Ударом кинозал снесло, рулевую рубку, ну и верхнюю палубу. Никто, наверное, и понять ничего не успел, там в две секунды всех порвало и размазало. Сто семьдесят пассажиров и шесть из экипажа. А мне почему-то все время представляется, что это днем случилось и мои на верхней палубе сидели, так что успели…
Валентина как будто вздохнула вместо Сабитова, так что и ему пришлось вспомнить, как это делается.
— Ты, возможно, даже не слышала, — сказал он. — В новостях про «Суворова» не говорили, в газетах почти не писали. Потому что такого у нас происходить не должно.
Он пожал плечами.
— Такого правда происходить не должно. Но произошло же. Ровно четыре года назад, пятого июня восемьдесят третьего. Я поэтому дурной такой каждый июнь — ну и теперь тоже. Ты прости. Привык уклоняться и уходить, вот и от тебя… Просто не понял, что происходит. У нас. И вокруг. У нас — ну, пусть будет что будет, лишь бы ты была. А вокруг…
Он слегка повел рукой перед собой, охватывая жестом только кровать, но на самом деле весь госпиталь, поселок, лес и прочее безумие.

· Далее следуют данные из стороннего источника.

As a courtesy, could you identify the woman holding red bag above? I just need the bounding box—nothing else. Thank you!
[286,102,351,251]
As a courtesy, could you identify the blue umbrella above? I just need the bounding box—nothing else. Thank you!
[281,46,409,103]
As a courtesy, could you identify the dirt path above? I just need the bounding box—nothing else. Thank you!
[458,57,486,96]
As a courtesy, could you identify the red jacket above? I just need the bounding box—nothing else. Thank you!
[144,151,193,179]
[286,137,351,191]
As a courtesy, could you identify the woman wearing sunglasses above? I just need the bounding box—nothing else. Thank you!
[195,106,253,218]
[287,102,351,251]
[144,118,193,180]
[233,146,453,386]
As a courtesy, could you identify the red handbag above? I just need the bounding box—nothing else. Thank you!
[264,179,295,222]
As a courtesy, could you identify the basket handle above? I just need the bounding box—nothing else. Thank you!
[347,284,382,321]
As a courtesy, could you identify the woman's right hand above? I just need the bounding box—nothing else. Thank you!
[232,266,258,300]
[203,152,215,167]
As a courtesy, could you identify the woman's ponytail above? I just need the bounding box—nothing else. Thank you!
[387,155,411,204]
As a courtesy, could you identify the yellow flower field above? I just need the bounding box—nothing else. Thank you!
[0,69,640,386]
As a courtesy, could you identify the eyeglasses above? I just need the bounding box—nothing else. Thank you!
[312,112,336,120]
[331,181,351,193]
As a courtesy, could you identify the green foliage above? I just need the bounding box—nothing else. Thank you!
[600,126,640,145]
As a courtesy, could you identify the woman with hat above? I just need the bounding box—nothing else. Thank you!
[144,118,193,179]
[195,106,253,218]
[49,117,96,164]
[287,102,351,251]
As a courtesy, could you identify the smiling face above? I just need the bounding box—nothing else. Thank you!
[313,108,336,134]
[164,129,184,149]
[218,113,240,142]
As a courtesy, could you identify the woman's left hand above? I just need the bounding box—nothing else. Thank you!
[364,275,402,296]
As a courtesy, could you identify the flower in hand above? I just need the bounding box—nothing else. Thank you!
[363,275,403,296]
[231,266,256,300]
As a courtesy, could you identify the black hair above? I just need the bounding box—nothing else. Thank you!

— Вокруг опять происходит то, чего не должно. Бесконечное пятое июня.
Если и ты умрешь в этот день, я не вынесу. Я не… позволю.
Он протянул руку в перчатке, намереваясь то ли погладить Валентину по щеке, покрытой испариной, то ли убрать прилипшую прядь. Щека и шея напряглись и, кажется, чуть натянулись, точно Валентина даже в забытьи пыталась отстраниться и запретить ее касаться. Сабитов покорно убрал руку, встал и некоторое время жадно вглядывался в лицо Валентины, потом быстро вышел из палаты, едва не оборвав брезентовую преграду.
— Пока госпитализированы двадцать четыре человека. Один выздоравливает, состояние остальных стабильно тяжелое. Источником болезни выступает агрессивный вирус неясного происхождения. Разносчиком, по некоторым данным, выступали лисы, но клиническая картина резко отличается от традиционного бешенства. Инфицирование, скорее всего, случается при прямом контакте слизистой оболочки или поврежденной кожи с биологическими жидкостями носителя.
Коновалов замолк, глядя на Сабитова с выражением: «Хватит с тебя или еще чего-то надо?» Впрочем, это было куда лучше, чем категорический отказ от любого общения, с которого началась — вернее, долго не начиналась беседа, когда капитан вломился в кабинет начальника госпиталя. Выманить из него первый ответ по существу оказалось мучительно сложно, затем реплики потекли из Коновалова, как клей из передавленного тюбика. Передавили, значит, так, что сил терпеть не осталось. Но начальник был, судя по всему, служивым опытным и аккуратным, тем более с малознакомыми офицерами, да еще и младшими по званию, пусть и подтвердившими свои полномочия солидными документами, — потому формулировки выбирал вдумчиво.
— Как СПИД? — уточнил Сабитов.
— И как грипп, — ответил Коновалов, помедлив. — Агрессивнее и уж точно скоротечнее. Первые симптомы проявляются через пять — десять часов после заражения, полная потеря дееспособности наступает еще через пять — десять часов.
— А потом?
Коновалов пожал плечами.
— Никакого «потом» еще нет, только «сейчас». Наблюдаем, пытаемся облегчить состояние. Пока не получается.
— А лечить не пробовали? — поинтересовался Сабитов.